Legende: Wer GHB, besser bekannt als K.-o.-Tropfen, verabreicht bekommt, wird wehrlos. Danach kann er oder sie sich nicht mehr erinnern, was passiert ist. Keystone/JEAN-GUY PYTHON

Schweizer nennt als Beispiel K.-o.-Tropfen-Armbänder. Damit könne man selbstständig Drogentests durchführen.

Armbänder für den Selbsttest

«Diese Bänder haben verschiedene Testpunkte, wo man einen Tropfen des eigenen Getränks darauf tröpfeln kann», erklärt Polizeisprecher Stefan Schmitt. Dies, weil K.-o.-Tropfen schon in Getränke gemischt wurden, um spätere Opfer gefügig zu machen.

Wir sind daran, neue Drogentests zu suchen, die besser sind.
Autor: Stefan Schmitt Sprecher Polizei Basel-Stadt

2021 hat die Basler Polizei solche Armbänder schon einmal abgegeben. Da habe die Polizei aber bemerkt, dass sie weder zuverlässig noch benutzerfreundlich seien, erklärt Polizeisprecher Stefan Schmitt. «Wir sind deshalb daran, neue Drogentests zu suchen, die besser sind.»

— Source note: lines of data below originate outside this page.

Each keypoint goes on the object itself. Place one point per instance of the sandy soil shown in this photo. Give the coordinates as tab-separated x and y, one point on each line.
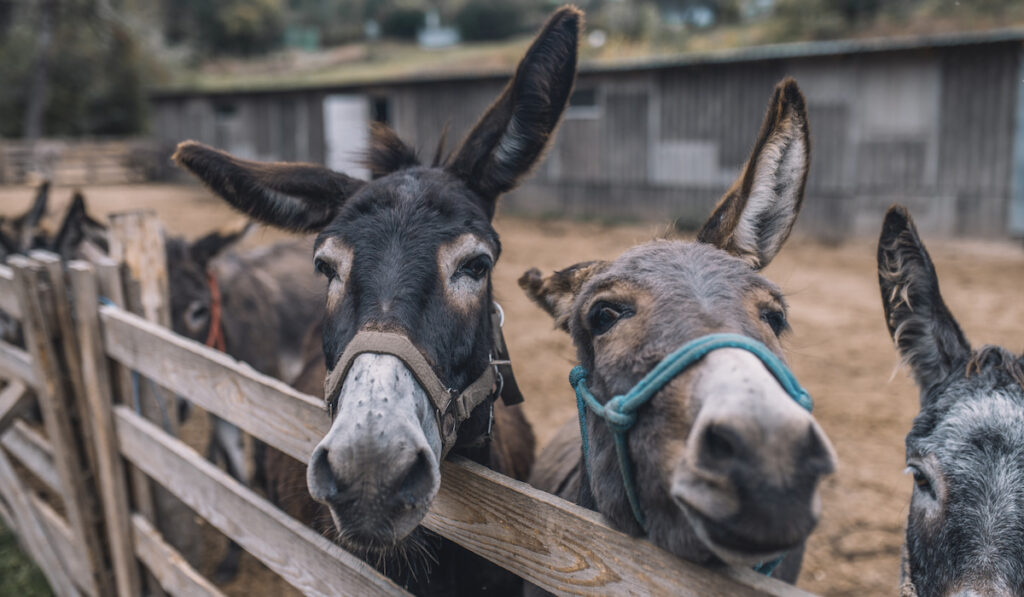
839	349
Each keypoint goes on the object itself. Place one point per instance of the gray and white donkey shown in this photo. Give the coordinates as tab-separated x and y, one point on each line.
965	531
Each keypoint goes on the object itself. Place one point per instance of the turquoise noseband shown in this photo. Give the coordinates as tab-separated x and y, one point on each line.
621	412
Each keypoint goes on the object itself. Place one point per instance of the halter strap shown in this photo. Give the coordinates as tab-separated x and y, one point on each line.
620	413
451	407
215	337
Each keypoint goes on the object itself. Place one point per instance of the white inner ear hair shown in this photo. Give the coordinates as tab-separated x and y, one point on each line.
339	256
771	206
462	292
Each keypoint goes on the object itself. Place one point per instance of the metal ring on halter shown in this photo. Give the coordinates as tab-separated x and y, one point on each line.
501	313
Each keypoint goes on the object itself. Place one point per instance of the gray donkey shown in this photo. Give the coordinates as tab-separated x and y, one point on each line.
965	531
725	463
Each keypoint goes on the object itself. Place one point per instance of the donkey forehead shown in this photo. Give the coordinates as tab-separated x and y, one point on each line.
418	206
972	428
684	278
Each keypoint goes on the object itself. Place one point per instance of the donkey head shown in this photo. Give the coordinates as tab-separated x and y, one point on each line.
410	254
725	462
22	233
187	266
965	531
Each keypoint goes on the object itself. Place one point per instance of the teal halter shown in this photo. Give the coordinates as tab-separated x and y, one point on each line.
620	412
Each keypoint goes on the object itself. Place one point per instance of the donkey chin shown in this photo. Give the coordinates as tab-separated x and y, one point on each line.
378	468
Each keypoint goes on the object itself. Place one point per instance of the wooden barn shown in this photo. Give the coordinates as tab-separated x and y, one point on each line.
933	122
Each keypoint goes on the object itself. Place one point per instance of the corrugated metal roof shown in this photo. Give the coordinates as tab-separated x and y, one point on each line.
745	54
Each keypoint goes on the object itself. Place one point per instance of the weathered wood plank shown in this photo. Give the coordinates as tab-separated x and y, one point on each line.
8	300
137	243
310	562
13	399
171	570
15	364
217	383
31	530
36	298
99	410
34	452
563	548
295	422
62	541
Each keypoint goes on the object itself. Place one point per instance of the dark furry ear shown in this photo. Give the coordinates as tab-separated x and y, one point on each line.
387	153
27	225
203	250
556	293
296	197
77	227
924	330
511	135
755	217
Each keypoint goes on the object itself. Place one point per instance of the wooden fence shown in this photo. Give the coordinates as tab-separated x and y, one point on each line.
82	352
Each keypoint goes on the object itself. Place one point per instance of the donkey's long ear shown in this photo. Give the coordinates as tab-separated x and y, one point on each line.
756	215
514	131
922	327
27	225
296	197
556	293
204	249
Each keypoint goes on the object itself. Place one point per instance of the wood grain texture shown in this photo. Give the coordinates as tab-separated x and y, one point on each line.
99	419
13	399
34	452
261	406
37	298
8	301
31	530
62	541
171	570
309	562
15	364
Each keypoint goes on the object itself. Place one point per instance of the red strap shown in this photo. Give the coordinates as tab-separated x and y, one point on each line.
215	339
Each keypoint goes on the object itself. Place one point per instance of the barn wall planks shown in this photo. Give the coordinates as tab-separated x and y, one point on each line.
928	125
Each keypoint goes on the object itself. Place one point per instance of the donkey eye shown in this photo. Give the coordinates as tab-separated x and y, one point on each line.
603	315
775	320
325	268
475	267
921	480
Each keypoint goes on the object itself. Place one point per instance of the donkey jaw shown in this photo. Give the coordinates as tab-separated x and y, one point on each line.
378	469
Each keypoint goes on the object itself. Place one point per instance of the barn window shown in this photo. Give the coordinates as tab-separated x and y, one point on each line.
380	110
584	103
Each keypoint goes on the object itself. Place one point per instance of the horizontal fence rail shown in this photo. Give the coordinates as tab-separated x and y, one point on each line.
552	543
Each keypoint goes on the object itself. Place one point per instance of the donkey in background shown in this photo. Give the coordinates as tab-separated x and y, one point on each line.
408	259
725	463
965	532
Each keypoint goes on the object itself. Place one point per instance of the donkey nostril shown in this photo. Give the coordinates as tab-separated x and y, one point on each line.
323	482
417	481
720	443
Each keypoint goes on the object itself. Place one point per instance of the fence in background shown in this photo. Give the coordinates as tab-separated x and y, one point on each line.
82	161
101	456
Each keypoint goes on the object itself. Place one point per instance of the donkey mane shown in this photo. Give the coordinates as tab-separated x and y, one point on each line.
997	357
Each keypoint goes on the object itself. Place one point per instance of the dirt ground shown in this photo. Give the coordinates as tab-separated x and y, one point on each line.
839	348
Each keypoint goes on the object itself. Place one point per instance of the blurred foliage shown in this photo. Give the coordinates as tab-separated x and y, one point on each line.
97	71
489	19
401	20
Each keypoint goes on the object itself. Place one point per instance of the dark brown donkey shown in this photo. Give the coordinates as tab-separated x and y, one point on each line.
725	463
255	305
408	258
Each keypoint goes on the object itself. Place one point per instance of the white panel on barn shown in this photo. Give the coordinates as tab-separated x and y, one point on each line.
346	133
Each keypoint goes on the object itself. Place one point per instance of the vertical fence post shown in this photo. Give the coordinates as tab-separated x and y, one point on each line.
137	242
54	391
111	472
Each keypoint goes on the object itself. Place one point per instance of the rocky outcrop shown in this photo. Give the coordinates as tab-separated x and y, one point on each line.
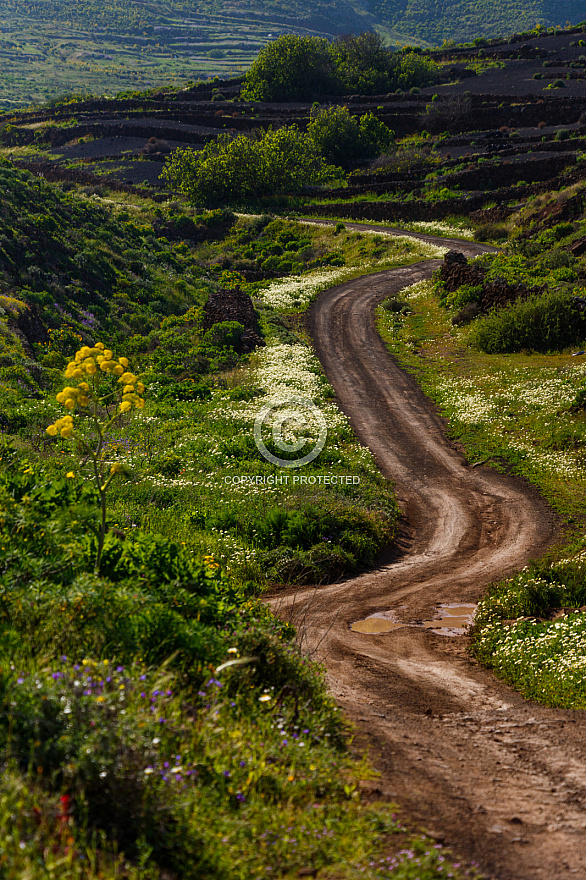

Die Vorfälle an Silvester und der politische Vorstoss könnten diese Suche nun beschleunigen. Nach dieser Silvesternacht hofft auch die Polizei darauf, noch vor dem ESC eine Lösung zu finden. Im Mai erwartet Basel als Austragungsort des weltweit grössten Musikanlasses insgesamt nämlich etwa 500'000 Besucherinnen und Besucher.